How to find TF-IDF of specific words?

alamsaqib · November 25, 2015, 9:45am

Hi experts. I am new to Knime. I have 5 text files named, 1500.txt, 1600.txt.....1900.txt. Using Python I selected 200 most frequently used words from 1500.txt and compared those words with other text files. The following is an example of those words:-

Words	1500	1600	1700	1800	1900
love	1775	904	897	887	798
great	1564	832	2044	2025	1574
good	1508	1599	2009	1671	1329
thee	1494	1644	1023	339	75
lord	1203	877	2110	823	84

Now the question is, I want to calculate TF-IDF of these 200 words in each text file. I am attaching the list of 200 words for ready reference. I hope you all understand my question.

Best wishes

Alam

wordscount.csv

ImNotGoodSry · November 25, 2015, 10:25am

Hi Alam,

you can either use the Math Formula node or the Java Snippet node. The correspondent formula(s) can be found here:

https://en.wikipedia.org/wiki/Tf–idf

I hope that's what you were looking for.

Best,
Marc

alamsaqib · November 25, 2015, 12:18pm

Thanks Marc. Actually i dont know which nods i will use and how i will do it? Can you you please help to making the workflow and creating the step by step nods?

Best wishes

Alam

ImNotGoodSry · November 25, 2015, 3:47pm

You can import the data from your CSV file using the CSV Reader node. Thereafter you can use one or more Math Formula nodes to calculate whatever you want (normalized term frequency, inverse document frequency). Alternatively you can use the Java Snippet node if you are familiar to Java.
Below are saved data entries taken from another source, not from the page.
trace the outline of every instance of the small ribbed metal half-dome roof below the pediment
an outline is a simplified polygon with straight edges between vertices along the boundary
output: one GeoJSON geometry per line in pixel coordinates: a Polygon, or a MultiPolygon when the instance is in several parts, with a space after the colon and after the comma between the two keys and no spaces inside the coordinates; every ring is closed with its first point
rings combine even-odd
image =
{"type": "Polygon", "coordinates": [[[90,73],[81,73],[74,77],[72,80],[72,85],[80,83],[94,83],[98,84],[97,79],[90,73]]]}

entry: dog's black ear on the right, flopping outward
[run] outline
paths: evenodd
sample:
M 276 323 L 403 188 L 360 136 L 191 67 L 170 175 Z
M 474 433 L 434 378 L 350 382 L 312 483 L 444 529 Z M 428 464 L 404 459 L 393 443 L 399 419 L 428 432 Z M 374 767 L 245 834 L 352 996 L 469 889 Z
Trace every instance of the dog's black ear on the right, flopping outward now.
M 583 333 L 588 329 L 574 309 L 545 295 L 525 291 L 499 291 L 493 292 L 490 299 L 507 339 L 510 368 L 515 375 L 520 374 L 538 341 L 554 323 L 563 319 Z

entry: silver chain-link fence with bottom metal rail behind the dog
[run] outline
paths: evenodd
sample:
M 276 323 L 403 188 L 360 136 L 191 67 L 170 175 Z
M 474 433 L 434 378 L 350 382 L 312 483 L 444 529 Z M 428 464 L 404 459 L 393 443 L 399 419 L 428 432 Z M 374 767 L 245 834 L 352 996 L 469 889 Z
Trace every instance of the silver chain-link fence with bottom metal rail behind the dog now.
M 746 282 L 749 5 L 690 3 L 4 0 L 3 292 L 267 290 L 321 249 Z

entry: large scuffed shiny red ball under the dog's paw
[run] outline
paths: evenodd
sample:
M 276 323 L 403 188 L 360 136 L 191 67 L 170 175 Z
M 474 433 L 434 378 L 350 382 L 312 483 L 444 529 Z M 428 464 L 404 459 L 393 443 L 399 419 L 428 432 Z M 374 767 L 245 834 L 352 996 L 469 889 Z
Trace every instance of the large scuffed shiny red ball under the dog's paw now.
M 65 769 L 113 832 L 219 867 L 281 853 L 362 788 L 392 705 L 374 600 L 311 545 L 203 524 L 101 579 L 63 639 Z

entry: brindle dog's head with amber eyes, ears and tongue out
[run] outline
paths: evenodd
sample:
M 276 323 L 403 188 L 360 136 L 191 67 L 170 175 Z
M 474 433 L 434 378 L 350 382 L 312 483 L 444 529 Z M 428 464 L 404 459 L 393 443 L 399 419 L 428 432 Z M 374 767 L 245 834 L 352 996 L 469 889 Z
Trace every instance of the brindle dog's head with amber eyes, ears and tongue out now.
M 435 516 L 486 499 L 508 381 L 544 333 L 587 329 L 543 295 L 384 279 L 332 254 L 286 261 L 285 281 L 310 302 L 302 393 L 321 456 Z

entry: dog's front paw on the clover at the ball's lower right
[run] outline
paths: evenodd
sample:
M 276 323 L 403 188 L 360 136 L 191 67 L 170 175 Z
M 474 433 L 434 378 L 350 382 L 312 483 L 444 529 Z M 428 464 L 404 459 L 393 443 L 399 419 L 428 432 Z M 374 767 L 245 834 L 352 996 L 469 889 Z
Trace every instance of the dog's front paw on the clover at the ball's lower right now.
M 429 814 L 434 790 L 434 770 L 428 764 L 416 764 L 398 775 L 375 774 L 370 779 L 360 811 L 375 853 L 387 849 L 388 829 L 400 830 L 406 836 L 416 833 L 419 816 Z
If you still don't understand what I mean, you may find some tutorials and example workflows somewhere on the KNIME homepage.

Good luck! :-)

Marc

alamsaqib · November 25, 2015, 3:53pm

Thanks a lot Marc :)

system · June 2, 2023, 9:49pm

This topic was automatically closed 90 days after the last reply. New replies are no longer allowed.